StepExecutor -- The runtime delegate that handles single-step execution within the DAG. Manages the full step lifecycle: input mapping from ExecutionContext, timeout enforcement, retry with backoff, pre/post hooks, output capture, loop-until re-execution, and review-report normalization. See agentic_v2/engine/step.py.

StepState -- The lifecycle state of an individual step during execution: PENDING -> READY -> RUNNING -> SUCCESS | FAILED | SKIPPED. Managed by StepStateManager, which enforces valid state transitions and emits events for observability. See agentic_v2/engine/step_state.py.

Workflow -- A declarative YAML definition of a multi-step, multi-agent execution plan. Each workflow specifies a name, description, version, input/output schemas, and an ordered list of steps. Each step declares its agent, tools, dependencies (depends_on), input/output mappings using expression language, and optional conditions. The codebase includes 6 workflow definitions covering code review, bug resolution, fullstack generation, iterative review, and conditional branching.
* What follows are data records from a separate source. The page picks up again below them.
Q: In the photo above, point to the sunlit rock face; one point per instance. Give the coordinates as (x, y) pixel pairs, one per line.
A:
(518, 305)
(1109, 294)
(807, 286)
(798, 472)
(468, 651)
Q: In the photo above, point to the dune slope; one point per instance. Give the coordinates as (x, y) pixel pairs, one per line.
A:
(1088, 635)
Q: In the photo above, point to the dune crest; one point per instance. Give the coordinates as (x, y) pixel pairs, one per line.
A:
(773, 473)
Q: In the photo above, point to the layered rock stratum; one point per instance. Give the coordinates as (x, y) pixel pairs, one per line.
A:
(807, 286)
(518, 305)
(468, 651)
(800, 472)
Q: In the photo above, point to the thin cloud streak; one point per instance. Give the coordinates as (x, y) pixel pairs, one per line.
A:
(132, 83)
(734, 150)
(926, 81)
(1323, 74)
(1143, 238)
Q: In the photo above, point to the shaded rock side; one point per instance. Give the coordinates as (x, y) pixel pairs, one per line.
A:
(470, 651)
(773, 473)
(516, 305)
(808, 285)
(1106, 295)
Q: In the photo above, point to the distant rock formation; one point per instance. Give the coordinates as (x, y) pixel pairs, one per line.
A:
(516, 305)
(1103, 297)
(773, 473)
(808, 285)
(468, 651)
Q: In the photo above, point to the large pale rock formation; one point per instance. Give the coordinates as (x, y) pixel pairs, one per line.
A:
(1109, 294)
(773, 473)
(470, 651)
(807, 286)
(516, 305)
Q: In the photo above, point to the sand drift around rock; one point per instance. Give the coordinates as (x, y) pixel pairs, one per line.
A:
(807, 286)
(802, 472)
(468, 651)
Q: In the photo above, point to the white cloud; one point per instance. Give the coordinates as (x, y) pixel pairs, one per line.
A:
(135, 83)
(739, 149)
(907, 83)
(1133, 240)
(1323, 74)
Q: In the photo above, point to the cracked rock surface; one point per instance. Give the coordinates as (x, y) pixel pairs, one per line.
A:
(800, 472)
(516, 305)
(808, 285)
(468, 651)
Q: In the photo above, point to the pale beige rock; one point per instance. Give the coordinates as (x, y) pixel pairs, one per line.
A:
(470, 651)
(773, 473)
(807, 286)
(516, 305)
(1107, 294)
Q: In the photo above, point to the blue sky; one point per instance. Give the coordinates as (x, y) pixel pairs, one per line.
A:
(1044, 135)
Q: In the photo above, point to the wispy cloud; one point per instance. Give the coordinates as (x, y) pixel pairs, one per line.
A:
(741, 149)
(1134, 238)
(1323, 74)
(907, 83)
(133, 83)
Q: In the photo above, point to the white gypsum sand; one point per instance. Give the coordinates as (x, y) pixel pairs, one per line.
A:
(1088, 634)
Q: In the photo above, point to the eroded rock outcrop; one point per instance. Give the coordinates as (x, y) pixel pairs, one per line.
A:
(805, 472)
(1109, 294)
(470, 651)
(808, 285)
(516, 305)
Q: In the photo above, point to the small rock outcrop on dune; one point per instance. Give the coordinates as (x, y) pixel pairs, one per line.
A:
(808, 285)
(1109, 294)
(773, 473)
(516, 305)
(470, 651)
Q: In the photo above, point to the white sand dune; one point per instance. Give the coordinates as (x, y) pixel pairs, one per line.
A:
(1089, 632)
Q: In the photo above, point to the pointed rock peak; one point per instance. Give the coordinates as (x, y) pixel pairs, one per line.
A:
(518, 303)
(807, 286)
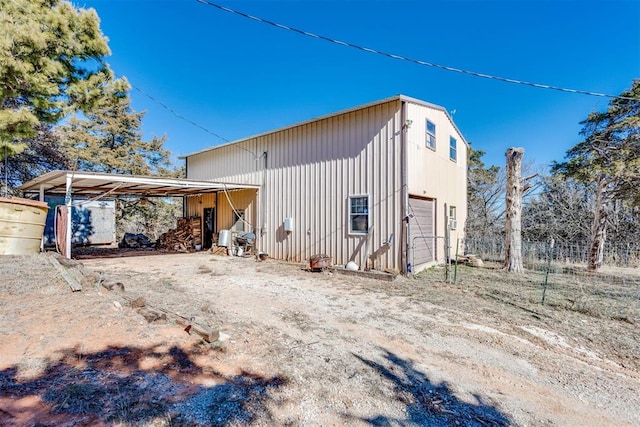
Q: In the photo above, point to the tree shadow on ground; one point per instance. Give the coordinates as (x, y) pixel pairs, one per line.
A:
(132, 385)
(426, 403)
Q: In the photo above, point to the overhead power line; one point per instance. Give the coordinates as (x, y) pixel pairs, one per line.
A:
(404, 58)
(178, 115)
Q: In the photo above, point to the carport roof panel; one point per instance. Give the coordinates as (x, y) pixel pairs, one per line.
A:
(93, 183)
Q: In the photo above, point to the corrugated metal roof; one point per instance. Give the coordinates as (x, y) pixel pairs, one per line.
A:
(399, 97)
(93, 183)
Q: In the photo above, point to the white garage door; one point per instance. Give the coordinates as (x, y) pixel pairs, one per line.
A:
(422, 241)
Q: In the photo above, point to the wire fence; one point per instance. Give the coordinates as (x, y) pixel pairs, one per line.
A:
(533, 253)
(613, 292)
(555, 277)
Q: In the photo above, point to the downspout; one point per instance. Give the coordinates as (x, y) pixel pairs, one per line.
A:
(68, 200)
(261, 207)
(184, 198)
(404, 193)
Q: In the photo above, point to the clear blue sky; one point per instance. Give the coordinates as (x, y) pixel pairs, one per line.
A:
(238, 77)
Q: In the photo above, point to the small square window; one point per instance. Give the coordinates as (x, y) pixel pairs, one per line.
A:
(431, 135)
(453, 149)
(452, 212)
(359, 214)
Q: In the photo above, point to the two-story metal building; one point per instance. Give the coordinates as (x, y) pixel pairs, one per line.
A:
(382, 184)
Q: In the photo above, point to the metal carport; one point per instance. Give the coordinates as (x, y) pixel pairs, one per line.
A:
(72, 184)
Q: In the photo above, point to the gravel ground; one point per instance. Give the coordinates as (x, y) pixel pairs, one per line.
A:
(301, 348)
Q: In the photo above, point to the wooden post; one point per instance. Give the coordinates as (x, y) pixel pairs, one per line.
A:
(513, 226)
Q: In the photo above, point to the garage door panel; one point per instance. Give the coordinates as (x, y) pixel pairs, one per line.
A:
(422, 230)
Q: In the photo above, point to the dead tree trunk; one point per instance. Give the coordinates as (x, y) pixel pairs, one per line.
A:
(513, 228)
(598, 229)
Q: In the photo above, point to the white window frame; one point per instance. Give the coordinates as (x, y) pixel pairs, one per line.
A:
(453, 149)
(353, 214)
(430, 137)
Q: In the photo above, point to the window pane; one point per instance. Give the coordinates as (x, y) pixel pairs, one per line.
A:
(359, 214)
(453, 145)
(431, 135)
(359, 223)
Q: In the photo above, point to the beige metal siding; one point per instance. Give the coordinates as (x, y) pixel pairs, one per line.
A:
(309, 173)
(431, 174)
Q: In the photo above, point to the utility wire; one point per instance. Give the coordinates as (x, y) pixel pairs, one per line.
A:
(181, 117)
(404, 58)
(175, 113)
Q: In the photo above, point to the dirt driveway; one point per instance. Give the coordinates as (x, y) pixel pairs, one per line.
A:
(298, 348)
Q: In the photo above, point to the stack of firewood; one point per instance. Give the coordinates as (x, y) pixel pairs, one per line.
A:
(184, 238)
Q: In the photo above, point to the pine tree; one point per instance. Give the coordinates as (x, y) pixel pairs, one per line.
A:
(50, 64)
(108, 138)
(608, 159)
See agentic_v2/workflows/definitions/.

Cross-Cutting Concerns¶

OTEL Tracing -- OpenTelemetry-based distributed tracing integrated into the RAG pipeline for observability. Traces span the full retrieval lifecycle (embed, search, assemble) to support debugging and performance analysis. See agentic_v2/rag/tracing.py.

Research Gating -- Quality thresholds applied to research outputs: coverage_score >= 0.80 and source_quality_score >= 0.80. Research that does not meet these thresholds is flagged for additional iteration or manual review. See CLAUDE.md.

Source Tier -- A classification system for research source quality. Tier A (always acceptable): official docs, peer-reviewed papers, arXiv from known groups. Tier B (conditional): high-quality engineering blogs, high-vote Stack Overflow answers. Tier C (blocked): unverified blogs, marketing materials. Critical architectural claims require at least 2 independent Tier A sources. See CLAUDE.md.